The rich of Amos's day cared not for their kindred in the faith. The Rich Man who, like all good Jews, recognized Abraham as his father, unfortunately did not recognize Lazarus as his brother. His circle of interest did not extend beyond his five brothers.

At times, the global village can seem to put impossible demands on one's concern and resources. The Christian's reply, however, cannot be one of doing nothing. The gospel suggests that believers can begin to make the world a family home by extending their concern beyond the family unit.

God urged Israel to 'widen the space of your tent' (Isaiah 54:2). This is a good image of what it means to belong to God's family, to share God's home life.

Both the reading from Amos, the great prophet of social justice, and the Gospel parable urge believers to a responsible use of material goods instead of a mere consumption of goods and services, the lifestyle which increasingly typifies global or western societies.

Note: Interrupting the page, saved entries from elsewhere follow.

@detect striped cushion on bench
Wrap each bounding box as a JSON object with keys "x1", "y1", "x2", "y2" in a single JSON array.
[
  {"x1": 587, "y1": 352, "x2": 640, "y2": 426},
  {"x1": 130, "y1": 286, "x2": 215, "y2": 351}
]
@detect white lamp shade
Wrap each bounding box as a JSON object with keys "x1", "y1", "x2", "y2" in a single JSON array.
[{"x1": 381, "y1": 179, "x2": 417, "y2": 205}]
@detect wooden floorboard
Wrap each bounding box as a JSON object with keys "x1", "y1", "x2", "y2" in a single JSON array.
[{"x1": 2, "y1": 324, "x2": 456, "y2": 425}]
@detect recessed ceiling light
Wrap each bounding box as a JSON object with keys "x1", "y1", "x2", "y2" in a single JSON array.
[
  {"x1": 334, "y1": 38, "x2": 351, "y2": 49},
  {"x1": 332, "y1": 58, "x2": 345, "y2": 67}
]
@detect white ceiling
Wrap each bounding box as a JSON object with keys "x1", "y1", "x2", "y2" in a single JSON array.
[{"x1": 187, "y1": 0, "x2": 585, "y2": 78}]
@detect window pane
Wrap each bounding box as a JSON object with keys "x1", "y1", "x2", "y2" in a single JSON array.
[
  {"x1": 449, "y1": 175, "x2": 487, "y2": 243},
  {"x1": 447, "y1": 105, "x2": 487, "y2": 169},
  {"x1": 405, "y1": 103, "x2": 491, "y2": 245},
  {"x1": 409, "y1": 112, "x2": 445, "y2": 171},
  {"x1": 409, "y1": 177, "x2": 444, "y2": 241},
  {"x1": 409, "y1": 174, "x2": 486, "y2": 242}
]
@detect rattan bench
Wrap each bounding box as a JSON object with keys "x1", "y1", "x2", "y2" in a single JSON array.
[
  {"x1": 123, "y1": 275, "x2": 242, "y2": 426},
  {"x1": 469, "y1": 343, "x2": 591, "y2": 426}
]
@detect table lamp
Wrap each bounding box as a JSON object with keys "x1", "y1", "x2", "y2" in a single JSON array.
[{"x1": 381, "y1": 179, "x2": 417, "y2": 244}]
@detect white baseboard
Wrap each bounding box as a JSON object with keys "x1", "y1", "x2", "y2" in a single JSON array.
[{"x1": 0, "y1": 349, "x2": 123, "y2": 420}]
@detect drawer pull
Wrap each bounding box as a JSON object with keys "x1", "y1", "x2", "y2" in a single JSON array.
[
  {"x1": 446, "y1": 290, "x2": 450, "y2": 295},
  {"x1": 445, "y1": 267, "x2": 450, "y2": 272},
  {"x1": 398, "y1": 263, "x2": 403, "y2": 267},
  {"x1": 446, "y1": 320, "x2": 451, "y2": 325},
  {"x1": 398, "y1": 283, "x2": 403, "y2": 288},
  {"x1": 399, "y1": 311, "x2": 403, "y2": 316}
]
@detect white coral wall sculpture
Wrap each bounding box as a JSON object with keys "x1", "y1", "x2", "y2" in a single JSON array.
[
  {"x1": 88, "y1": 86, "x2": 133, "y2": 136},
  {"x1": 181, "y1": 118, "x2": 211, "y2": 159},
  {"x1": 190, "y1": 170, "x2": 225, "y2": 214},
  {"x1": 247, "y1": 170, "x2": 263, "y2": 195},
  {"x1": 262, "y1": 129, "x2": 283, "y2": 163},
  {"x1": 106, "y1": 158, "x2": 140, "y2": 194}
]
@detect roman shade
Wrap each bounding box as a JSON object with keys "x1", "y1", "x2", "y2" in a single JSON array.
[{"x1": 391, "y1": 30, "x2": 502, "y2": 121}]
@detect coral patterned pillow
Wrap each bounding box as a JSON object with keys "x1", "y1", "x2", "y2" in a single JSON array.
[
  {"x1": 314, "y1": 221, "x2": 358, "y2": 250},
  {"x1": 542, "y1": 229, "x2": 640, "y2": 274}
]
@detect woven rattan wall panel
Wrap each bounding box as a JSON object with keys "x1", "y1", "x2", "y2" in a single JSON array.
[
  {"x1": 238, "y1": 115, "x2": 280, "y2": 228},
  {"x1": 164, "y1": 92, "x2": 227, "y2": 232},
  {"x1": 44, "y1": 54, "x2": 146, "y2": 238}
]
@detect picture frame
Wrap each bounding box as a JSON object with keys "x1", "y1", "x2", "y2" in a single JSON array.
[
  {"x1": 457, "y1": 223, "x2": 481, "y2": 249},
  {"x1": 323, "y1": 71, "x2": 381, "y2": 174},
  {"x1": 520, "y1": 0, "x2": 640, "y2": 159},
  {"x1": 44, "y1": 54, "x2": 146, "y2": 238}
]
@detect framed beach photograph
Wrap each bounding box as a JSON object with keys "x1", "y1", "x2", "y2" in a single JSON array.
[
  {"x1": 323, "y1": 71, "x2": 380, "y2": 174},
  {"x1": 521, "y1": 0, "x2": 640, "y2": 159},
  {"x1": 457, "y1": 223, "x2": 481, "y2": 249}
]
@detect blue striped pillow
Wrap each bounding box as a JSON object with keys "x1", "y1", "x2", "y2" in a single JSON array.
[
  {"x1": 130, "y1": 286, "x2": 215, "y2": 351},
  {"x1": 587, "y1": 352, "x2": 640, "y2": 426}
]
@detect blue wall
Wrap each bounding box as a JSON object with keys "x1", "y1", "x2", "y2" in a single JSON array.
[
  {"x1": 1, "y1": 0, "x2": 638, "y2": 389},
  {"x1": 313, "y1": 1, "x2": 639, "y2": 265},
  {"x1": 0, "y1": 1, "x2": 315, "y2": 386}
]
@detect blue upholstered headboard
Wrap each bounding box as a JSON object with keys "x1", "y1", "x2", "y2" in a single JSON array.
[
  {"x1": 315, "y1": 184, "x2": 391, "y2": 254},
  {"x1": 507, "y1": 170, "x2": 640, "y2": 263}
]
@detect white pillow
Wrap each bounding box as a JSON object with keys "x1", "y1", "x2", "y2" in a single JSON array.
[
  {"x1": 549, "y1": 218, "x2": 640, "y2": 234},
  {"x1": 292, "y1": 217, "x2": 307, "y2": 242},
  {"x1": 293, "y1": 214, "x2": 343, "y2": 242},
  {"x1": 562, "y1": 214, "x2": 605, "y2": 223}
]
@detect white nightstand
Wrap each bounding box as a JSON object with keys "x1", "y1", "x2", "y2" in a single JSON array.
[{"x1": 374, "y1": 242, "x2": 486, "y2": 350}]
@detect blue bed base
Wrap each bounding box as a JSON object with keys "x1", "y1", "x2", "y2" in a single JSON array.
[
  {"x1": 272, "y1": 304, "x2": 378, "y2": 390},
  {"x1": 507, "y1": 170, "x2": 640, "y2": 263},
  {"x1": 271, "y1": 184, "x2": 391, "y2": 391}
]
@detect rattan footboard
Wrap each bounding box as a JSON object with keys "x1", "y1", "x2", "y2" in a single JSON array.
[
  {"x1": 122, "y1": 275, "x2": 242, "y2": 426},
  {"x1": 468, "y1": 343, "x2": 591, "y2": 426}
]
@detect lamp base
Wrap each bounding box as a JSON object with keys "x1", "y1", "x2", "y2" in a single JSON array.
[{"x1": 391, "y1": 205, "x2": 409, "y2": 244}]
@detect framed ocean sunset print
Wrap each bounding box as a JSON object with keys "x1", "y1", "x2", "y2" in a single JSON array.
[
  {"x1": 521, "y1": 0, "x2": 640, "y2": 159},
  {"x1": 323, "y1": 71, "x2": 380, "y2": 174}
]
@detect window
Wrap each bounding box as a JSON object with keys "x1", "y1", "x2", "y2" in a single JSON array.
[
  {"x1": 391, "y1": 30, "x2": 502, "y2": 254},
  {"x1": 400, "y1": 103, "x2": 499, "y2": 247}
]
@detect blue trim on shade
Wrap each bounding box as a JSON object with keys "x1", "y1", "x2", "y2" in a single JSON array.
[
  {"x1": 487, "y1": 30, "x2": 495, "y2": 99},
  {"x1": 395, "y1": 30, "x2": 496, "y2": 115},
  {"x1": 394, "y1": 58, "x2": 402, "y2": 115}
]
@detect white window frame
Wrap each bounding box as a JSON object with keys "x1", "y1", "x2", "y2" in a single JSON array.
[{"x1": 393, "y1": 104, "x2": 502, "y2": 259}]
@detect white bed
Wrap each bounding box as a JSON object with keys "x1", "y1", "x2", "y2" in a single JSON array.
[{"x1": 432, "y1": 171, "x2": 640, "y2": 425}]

John Paul II in his constant cautions against the sinfulness of consumerism points out the insidiousness of this evil. Consumer consumption leads to practical atheism--the refusal to heed God's will for one's life--and steels one's heart against the needs of others through self-centredness.

As foils to self-centred dispositions, biblical teaching constantly presents gratitude to God for what has been received from the divine bounty--whatever role one's labor may have played in the acquiring of such goods--and the sharing of them with the less fortunate. St. Paul's wise advice on how goods can be shared may be helpful here (cf. 2 Cor 8:13-15).

Often the collections which are a regular part of the Church's calendar seem disconnected from the liturgical themes of a given Sunday.

Today's collection for the "Needs of the Canadian Church", however, may be seen to be part of the challenge to mete out the riches of the gospel to those who have not heard it. Or of interpreting the social demands of a gospel-based faith for today.

These directions are typical of the functions carried out by staff of the Bishops Conference, who must research the social and spiritual needs of the Catholic people of Canada for their religious leaders. Besides material goods, of course, Canadian Catholics are invited to share their spiritual capital by prayer and labour to support and implement the policies of their bishops.